2026-04-23 11:16:16 +07:00
tiennm99 8140b51d3d refactor: remove unused MODEL_VARIANT env var
Was set in Dockerfile/compose/.env/README but never read by the app.
Tokenization is inferred at lookup time by _variant_candidates trying
both spaced and underscore-joined forms.
2026-04-23 11:09:55 +07:00
tiennm99 a1fd486937 refactor: drop Basic auth; require plain-GET MODEL_URL
Simpler contract: operator hosts the zip behind any URL that answers a
plain GET (Nextcloud public share, signed S3/R2 URL, etc.). Any auth is
baked into the URL; the service sends no Authorization headers.

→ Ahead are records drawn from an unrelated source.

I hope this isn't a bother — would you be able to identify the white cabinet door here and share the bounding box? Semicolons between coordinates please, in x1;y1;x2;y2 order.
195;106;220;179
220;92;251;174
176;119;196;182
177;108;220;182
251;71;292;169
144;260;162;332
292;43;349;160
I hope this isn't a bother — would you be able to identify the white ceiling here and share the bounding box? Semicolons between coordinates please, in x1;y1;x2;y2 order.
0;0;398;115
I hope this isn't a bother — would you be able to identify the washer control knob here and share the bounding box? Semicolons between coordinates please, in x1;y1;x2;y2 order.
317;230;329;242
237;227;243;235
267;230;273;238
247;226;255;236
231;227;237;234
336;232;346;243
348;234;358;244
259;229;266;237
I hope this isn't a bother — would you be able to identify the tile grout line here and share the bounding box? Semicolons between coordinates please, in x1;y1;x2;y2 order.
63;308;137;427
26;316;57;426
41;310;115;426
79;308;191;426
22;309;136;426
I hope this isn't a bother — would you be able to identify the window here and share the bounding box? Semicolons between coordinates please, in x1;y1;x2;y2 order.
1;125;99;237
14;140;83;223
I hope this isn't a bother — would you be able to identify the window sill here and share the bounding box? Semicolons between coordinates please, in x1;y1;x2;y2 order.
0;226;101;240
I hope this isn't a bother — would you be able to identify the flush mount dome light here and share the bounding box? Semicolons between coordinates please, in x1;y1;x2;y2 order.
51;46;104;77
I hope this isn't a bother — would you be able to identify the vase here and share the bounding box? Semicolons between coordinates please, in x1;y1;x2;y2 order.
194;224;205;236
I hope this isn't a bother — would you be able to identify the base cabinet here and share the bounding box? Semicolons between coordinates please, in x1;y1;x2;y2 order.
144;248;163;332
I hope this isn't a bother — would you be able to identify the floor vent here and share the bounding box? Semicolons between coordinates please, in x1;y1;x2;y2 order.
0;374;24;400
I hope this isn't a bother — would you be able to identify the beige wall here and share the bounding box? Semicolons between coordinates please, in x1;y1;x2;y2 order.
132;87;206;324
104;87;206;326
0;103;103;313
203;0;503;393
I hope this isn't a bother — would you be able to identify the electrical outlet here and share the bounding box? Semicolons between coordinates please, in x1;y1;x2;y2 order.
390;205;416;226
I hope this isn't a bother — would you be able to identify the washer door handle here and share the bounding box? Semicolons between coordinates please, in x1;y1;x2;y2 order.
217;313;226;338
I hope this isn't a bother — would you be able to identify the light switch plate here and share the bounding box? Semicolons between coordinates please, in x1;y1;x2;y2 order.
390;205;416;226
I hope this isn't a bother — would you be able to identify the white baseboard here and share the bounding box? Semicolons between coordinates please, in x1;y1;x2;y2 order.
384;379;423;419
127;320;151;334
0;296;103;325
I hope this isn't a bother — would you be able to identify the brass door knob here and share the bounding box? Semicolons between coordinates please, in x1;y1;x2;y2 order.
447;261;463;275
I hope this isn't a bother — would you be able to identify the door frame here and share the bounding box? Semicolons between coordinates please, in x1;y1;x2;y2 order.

Removes MODEL_DOWNLOAD_USER / MODEL_DOWNLOAD_PASSWORD and their
plumbing. .env.example and README rewritten around the URL-only flow.
2026-04-23 11:07:00 +07:00
tiennm99 6b1b401283 feat: fetch model via Nextcloud WebDAV with Basic auth
The upstream public.vinai.io mirror is dead and PhoW2V's research
license forbids public redistribution, so anonymous auto-download is
no longer viable. Expect a private Nextcloud (WebDAV or password-
protected public share) per deployment.

- Stream downloads in 1MiB chunks (flat RAM for ~1GB zips)
- Basic auth via MODEL_DOWNLOAD_USER / MODEL_DOWNLOAD_PASSWORD
- Drop the broken public.vinai.io default; compose requires MODEL_URL
- Add .env.example with WebDAV and public-share recipes
- Remove scripts/download-phow2v.sh (pointed at the dead mirror)
- README rewritten around the NC workflow; update license caveat
2026-04-23 10:44:33 +07:00
tiennm99 8dd17acd4f feat: initial phow2sim service
Tiny FastAPI service over PhoW2V Vietnamese word vectors. Mirrors
word2sim's endpoint shapes (/similarity /neighbors /vocab /random) so
clients can swap URLs without code changes.

- Auto-downloads VinAI's PhoW2V on first boot, caches binary .bin for ~5x faster restarts
- Viet-aware canonicalizer: exact -> lowercase -> space-to-underscore
- Supports both word (compound) and syllable variants via env
- Unicode-aware random-word filter accepts diacritics, rejects digits/punct
2026-04-23 10:05:50 +07:00